Creator's Statement
This video essay is a rumination on observation as a condition of criticality. The phrase ‘thinking visually’ is usually a mandate for filmmakers, a phrase designed to help them unshackle their thinking from a supposedly over-analytical perspective. I’m using the phrase here in a different way—not to separate looking from analytical thinking, but rather to powerfully connect the two. Indeed, to offer looking as an important component of thinking and, even, visual thinking as a mandate for media scholarship. This video essay ponders and enacts these issues through a consideration of observation as a particularly potent mode of looking-thinking.
Working from the rich traditions of feminist film theory and reception theory, the video ponders both the specificity and ambiguity of images and considers how looking continues to be an essential condition for critical thought. In the essay, I argue that observation isn't only a visual phenomenon, but a somatic one as well-- embedded within the situations of both production and reception; observing and being observed. Observation is a spatialized and temporalized activity, embedded within systems of power, but also systems of sociality.

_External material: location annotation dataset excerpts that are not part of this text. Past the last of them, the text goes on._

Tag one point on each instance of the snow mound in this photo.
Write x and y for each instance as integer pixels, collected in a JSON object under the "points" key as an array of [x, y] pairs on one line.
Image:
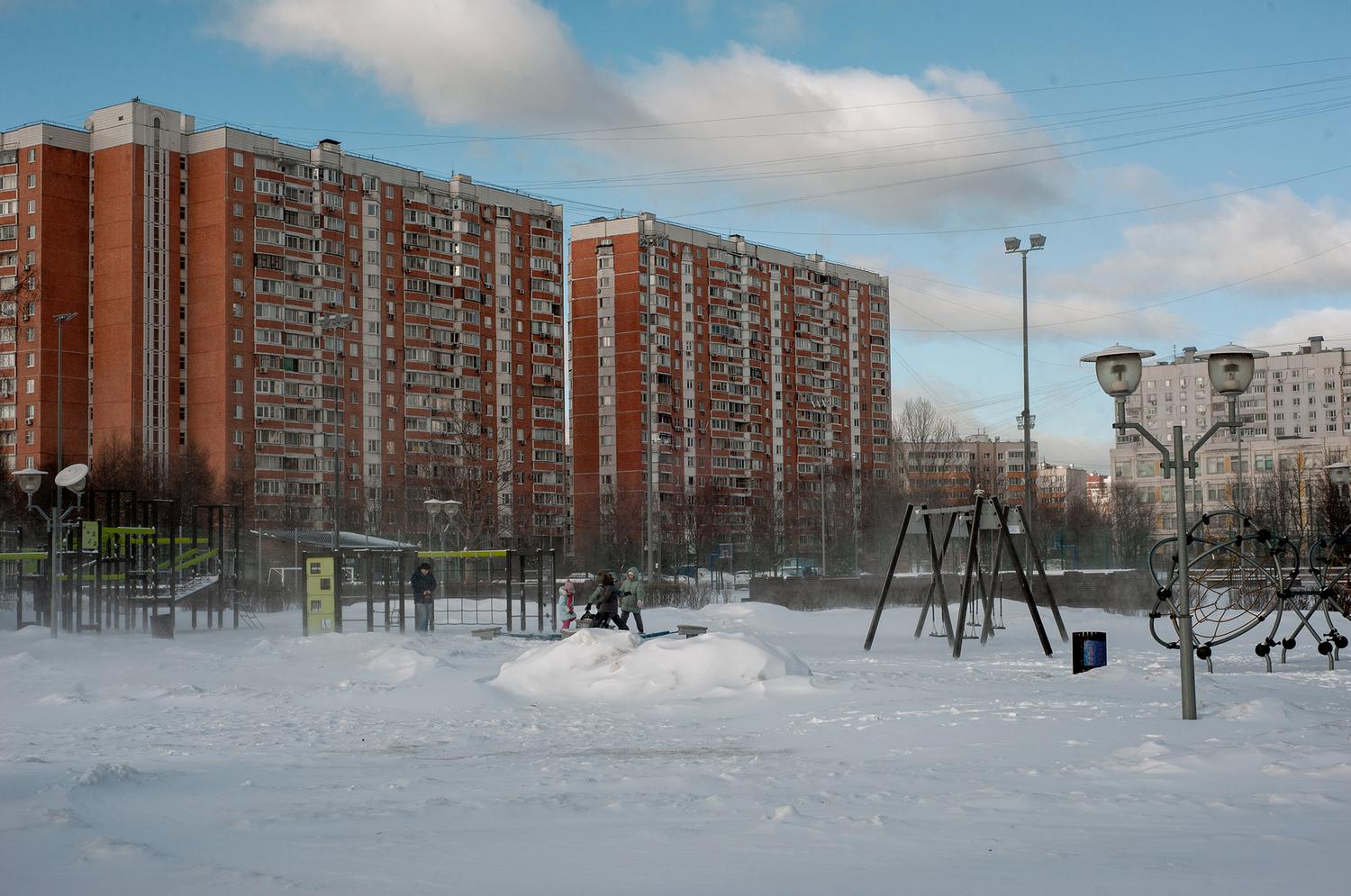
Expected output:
{"points": [[105, 772], [400, 664], [618, 665]]}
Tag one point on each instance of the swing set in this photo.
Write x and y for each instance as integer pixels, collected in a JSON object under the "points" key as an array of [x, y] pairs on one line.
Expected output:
{"points": [[989, 545]]}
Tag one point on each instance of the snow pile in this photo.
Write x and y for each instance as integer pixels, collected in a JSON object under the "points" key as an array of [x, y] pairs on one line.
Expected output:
{"points": [[616, 665], [105, 772]]}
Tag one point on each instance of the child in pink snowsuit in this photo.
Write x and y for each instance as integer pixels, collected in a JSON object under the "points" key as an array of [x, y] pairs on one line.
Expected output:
{"points": [[567, 615]]}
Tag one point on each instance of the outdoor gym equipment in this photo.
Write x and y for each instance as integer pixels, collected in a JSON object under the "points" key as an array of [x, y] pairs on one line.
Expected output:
{"points": [[124, 561], [1243, 575], [981, 572]]}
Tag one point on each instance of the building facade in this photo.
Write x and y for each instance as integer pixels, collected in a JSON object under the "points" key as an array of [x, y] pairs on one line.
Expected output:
{"points": [[946, 474], [1061, 485], [323, 327], [754, 381], [1296, 418]]}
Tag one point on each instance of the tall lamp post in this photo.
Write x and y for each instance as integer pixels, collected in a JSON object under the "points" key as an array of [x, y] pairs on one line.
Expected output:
{"points": [[1231, 370], [435, 507], [329, 323], [30, 480], [1026, 421]]}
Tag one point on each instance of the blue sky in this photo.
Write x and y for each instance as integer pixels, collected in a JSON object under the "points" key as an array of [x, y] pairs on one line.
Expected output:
{"points": [[854, 129]]}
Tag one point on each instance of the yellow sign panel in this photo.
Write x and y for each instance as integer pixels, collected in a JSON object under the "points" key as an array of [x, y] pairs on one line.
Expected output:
{"points": [[319, 595]]}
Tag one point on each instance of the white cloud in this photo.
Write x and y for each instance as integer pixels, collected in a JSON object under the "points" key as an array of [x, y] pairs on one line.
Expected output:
{"points": [[1232, 240], [1285, 334], [891, 149], [775, 23], [507, 62]]}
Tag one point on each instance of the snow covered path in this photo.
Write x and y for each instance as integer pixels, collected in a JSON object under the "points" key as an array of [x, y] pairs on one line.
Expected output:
{"points": [[248, 761]]}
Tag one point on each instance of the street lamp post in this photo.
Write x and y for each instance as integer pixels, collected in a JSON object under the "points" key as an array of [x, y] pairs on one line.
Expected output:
{"points": [[72, 477], [1231, 370], [329, 323], [435, 507], [1026, 421]]}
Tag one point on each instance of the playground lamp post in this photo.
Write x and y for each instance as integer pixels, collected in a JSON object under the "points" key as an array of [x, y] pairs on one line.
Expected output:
{"points": [[30, 480], [1012, 245], [329, 323], [1231, 370]]}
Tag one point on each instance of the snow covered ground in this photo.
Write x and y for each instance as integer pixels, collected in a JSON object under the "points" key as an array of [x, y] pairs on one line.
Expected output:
{"points": [[246, 761]]}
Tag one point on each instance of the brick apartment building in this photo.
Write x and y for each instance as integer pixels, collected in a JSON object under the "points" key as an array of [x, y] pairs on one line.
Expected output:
{"points": [[208, 270], [753, 378]]}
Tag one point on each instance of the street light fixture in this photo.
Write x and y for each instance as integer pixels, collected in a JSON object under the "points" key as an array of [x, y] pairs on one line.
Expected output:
{"points": [[75, 479], [1026, 421], [1231, 370], [435, 507]]}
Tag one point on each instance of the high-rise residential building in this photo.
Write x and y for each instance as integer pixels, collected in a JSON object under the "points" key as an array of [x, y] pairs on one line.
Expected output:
{"points": [[304, 316], [1296, 418], [946, 472], [753, 380], [1061, 485]]}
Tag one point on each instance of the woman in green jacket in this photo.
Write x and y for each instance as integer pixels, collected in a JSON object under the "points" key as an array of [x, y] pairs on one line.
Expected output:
{"points": [[631, 599]]}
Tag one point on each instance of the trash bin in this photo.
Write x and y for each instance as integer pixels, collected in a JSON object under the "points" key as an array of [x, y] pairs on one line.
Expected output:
{"points": [[1089, 650], [161, 625]]}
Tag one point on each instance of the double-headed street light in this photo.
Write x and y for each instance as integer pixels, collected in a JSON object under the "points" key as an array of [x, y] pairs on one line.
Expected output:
{"points": [[75, 479], [1015, 245], [435, 507], [1231, 370], [338, 323]]}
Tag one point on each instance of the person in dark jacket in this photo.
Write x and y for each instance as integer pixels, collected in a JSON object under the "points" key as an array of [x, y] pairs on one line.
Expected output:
{"points": [[607, 603], [424, 585]]}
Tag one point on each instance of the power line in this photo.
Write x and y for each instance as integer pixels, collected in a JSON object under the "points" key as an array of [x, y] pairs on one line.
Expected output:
{"points": [[993, 167], [894, 103], [1051, 222]]}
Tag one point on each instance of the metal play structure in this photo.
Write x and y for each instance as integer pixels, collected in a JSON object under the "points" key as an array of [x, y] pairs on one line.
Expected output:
{"points": [[124, 571], [511, 588], [989, 544], [1243, 575]]}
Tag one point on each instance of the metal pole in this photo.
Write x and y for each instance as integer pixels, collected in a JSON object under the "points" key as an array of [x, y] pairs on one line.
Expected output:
{"points": [[54, 561], [1027, 421], [1185, 649], [823, 518]]}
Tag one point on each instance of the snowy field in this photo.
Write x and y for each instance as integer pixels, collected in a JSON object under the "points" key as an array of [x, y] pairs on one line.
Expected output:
{"points": [[261, 761]]}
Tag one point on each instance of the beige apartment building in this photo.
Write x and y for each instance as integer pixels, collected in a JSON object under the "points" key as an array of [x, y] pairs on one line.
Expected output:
{"points": [[1296, 418]]}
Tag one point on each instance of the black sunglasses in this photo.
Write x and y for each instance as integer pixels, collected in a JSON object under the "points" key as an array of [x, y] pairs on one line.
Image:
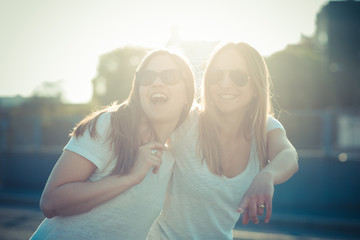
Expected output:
{"points": [[238, 76], [168, 77]]}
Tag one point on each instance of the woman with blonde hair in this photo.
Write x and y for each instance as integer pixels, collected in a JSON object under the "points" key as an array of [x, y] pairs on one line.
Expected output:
{"points": [[229, 155], [111, 179]]}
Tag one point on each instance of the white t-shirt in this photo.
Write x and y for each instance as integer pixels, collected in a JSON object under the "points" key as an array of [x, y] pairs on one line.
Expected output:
{"points": [[200, 204], [127, 216]]}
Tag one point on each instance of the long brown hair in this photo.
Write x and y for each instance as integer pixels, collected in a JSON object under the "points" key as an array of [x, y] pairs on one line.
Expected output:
{"points": [[256, 116], [126, 117]]}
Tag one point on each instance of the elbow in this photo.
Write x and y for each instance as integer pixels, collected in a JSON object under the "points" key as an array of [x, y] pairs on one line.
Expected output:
{"points": [[47, 207]]}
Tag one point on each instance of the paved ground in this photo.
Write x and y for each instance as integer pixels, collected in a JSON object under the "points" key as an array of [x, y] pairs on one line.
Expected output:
{"points": [[19, 222]]}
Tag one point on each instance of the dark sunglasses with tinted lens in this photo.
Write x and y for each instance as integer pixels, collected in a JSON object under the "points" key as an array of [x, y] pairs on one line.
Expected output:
{"points": [[168, 77], [237, 76]]}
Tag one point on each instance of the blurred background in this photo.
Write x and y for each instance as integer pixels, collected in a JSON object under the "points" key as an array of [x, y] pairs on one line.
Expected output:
{"points": [[61, 59]]}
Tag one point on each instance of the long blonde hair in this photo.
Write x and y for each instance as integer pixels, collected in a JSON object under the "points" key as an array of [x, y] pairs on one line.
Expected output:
{"points": [[256, 117], [127, 116]]}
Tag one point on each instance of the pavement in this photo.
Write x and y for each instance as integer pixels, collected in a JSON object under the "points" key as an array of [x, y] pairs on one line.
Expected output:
{"points": [[20, 216], [19, 222]]}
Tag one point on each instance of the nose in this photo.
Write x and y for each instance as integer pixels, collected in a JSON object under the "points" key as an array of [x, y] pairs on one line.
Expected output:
{"points": [[225, 81], [157, 81]]}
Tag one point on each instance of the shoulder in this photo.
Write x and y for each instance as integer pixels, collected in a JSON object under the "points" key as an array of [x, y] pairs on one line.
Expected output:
{"points": [[272, 123]]}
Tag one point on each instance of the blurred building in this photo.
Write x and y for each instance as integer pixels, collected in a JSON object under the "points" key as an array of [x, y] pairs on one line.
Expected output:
{"points": [[338, 36]]}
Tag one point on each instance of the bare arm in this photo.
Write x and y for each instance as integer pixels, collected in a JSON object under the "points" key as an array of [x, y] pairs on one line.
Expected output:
{"points": [[68, 191], [283, 164]]}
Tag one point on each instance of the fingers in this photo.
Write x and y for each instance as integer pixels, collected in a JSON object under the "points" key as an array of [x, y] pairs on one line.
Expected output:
{"points": [[254, 206], [268, 205], [243, 205], [156, 164], [245, 217]]}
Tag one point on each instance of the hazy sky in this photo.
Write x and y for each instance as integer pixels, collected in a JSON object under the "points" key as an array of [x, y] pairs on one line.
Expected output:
{"points": [[52, 40]]}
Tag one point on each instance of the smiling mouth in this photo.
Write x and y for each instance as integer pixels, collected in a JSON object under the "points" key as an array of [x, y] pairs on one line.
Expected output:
{"points": [[158, 98], [227, 96]]}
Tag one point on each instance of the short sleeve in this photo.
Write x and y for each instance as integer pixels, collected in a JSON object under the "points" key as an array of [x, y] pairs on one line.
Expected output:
{"points": [[273, 123], [96, 149]]}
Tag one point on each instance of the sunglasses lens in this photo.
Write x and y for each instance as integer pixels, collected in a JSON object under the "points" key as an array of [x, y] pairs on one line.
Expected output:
{"points": [[145, 77], [239, 77], [214, 76], [168, 77]]}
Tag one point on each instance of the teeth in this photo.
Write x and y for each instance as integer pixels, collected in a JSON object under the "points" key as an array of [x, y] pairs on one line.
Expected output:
{"points": [[227, 96], [159, 96]]}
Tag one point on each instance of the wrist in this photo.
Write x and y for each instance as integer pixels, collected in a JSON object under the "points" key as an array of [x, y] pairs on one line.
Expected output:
{"points": [[268, 176]]}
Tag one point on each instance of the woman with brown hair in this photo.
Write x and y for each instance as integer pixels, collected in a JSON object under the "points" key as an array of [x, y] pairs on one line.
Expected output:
{"points": [[229, 154], [111, 179]]}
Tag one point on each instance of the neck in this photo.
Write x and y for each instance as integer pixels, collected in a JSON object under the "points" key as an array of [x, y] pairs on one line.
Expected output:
{"points": [[164, 130]]}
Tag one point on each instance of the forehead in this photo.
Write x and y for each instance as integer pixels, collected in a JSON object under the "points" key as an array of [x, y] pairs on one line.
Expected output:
{"points": [[229, 59], [161, 62]]}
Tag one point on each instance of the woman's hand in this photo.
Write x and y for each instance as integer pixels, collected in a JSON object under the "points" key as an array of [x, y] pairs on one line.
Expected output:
{"points": [[149, 156], [258, 198]]}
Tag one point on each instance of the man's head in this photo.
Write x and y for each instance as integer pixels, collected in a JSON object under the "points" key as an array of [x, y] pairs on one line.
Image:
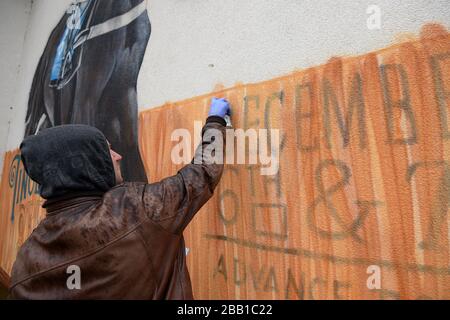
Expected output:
{"points": [[70, 158]]}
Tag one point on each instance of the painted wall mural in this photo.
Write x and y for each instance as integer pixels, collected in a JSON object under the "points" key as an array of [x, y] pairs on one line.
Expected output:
{"points": [[363, 183], [88, 74]]}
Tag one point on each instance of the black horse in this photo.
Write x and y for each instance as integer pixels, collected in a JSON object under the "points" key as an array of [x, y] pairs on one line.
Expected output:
{"points": [[96, 83]]}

The specific focus of this broader discussion is the ongoing importance of looking at, or with, non-human animals. So, the video essay yokes media studies to animal studies, and attempts to make connections across these two related disciplines. The essay is thus in conversation with scholarship that seeks to extend the arts and humanities, to dispute human exceptionalism as a founding premise of our intellectual inquiries and/or methodologies. It offers observation as a way to renew our awareness of being of the world, a world that is already and always more than human.
The video essay itself is made up from a variety of media sources that look at non-human animals. Utilizing both appropriated and self-generated sound and image materials, the video arranges them in a way that balances verbal address with observation. It pairs the succinct economy of the semantic to the expansive space of the visual and the durational.
Bio:
Irene Gustafson is Associate Professor the University of California at Santa Cruz in the Film and Digital Media department. She teaches both production and critical studies courses, including courses in gender/sexuality studies, non-fiction theory and practice, and essayistic modes of production. Her film/video work has screened nationally and internationally and her writing has appeared in Camera Obscura, The Journal of Visual Culture, The Moving Image and others.